"I was kind of surprised, I didn't put a lot of effort into the poster," said winner Evan Lanham, a junior. "I just wanted to get the point across without a lot of distractions from the point. I wanted it to be aesthetically pleasing, but simple."
His first time submitting a work for publication, he said the feedback he received from the evaluation board was helpful.
"They said it was clean and got the message across clearly, which is what I was going for in the first place," Lanham said.
The four finalists for the poster contest were Camree Mullinax, Jake Green, Lanham and D'Andre Quattlebaum.
"[Webb] worked through the comments, identified the four that seemed to be getting the most recognition then made edits per her recommendations and our recommendations," said Carole Miller with the Great Lake Allatoona Clean Up, who had an evaluation board with graphic design professionals judge the work.
While upper-level graphic design students must build a portfolio, there is no requirement students submit work for publication. However, Webb said she felt it would be a good experience for the introductory-level students.
"The intro kids basically learn the skills, software, design concepts, design elements and how to see things and make marketing effective," Webb said.
The room is equipped with Apple Mac computers which students have used to produce posters to be displayed throughout the school.

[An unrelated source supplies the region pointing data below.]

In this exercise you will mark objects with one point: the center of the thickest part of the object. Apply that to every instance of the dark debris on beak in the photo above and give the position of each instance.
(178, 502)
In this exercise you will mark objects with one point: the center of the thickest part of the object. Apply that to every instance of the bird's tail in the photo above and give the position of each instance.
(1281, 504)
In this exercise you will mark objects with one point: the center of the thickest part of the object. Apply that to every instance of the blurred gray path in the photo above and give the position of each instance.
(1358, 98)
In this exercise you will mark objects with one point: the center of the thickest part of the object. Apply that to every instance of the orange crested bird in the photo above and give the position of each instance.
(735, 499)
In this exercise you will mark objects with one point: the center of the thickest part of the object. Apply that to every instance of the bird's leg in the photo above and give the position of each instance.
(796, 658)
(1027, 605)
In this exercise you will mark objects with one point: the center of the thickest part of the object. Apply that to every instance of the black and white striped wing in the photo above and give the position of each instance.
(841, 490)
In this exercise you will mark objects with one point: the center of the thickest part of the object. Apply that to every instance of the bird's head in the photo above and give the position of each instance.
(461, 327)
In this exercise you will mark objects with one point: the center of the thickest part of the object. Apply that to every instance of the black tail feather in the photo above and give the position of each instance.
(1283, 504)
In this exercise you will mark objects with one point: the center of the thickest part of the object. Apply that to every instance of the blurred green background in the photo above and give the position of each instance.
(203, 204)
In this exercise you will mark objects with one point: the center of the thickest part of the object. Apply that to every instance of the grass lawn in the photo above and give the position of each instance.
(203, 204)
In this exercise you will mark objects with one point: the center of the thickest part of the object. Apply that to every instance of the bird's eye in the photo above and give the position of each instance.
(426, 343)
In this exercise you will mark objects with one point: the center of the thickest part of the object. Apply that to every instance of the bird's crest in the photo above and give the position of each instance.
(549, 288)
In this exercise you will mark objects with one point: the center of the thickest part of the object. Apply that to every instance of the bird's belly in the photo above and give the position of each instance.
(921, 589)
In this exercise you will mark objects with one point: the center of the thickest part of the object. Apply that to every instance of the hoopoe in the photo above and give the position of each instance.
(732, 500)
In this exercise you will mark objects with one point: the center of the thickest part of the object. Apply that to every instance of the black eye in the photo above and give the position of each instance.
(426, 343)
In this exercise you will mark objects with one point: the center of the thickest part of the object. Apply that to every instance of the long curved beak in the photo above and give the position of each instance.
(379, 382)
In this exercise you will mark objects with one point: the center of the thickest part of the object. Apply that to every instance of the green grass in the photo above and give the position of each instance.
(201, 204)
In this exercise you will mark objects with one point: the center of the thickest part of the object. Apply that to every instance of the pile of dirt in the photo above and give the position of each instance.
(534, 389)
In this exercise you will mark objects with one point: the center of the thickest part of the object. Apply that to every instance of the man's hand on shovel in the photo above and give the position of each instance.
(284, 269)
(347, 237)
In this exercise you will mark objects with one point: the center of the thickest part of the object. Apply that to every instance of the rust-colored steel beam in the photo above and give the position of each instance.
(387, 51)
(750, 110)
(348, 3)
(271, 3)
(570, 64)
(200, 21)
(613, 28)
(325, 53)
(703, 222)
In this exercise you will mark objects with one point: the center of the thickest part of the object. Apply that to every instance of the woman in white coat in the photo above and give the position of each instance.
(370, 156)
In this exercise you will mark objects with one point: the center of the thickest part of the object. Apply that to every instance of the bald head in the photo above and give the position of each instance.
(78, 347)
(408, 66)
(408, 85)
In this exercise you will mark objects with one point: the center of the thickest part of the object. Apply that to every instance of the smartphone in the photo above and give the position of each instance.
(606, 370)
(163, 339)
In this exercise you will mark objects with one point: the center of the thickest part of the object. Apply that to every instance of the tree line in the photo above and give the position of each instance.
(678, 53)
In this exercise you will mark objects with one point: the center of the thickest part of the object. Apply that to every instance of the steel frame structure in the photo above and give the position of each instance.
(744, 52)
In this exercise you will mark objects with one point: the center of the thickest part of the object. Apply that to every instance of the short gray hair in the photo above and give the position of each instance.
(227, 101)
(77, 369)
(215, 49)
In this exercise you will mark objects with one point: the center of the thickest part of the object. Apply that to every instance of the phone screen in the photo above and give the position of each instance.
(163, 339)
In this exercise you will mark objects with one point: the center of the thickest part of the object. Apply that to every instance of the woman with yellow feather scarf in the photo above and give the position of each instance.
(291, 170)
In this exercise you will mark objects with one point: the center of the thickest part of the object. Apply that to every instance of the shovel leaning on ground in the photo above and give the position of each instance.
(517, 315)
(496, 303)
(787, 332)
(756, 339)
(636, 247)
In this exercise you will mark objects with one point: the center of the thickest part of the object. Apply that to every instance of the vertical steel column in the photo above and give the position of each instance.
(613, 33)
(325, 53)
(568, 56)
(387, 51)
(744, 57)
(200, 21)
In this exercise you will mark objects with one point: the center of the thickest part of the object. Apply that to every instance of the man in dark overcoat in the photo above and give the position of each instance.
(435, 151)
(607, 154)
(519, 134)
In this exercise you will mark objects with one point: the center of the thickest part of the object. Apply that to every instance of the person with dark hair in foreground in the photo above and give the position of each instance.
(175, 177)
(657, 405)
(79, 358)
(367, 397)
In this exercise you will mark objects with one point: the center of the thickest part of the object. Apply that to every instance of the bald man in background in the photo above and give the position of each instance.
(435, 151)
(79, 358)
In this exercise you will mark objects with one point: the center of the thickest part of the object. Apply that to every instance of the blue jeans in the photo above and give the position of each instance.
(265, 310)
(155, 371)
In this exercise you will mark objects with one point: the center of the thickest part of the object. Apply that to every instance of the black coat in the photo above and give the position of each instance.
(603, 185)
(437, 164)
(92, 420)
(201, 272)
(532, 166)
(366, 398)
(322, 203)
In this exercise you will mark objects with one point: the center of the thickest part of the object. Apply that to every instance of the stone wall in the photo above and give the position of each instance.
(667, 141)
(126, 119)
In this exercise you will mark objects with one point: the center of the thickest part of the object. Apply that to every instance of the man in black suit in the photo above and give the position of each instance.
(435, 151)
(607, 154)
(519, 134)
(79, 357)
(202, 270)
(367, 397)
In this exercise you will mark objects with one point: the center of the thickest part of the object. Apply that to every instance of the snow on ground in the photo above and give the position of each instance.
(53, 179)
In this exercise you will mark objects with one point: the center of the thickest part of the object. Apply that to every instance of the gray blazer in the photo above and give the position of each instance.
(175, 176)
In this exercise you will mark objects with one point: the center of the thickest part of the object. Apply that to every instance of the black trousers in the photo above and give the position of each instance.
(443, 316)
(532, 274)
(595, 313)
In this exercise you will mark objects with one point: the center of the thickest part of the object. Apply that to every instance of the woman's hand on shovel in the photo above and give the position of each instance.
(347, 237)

"We do a lot inside the school, but we don't do a lot of work outside the school," Webb said. "... On a lot of the inside [designs] we work on, it's tough to get criticism on that level. They usually don't get real-world criticism and they were told [the evaluation board] is a real client and they didn't see the client face-to-face.
"Like in the real world, they were handed a job and you do it and you respond to the comments given," Webb said.
The clean up is scheduled for Sept. 22.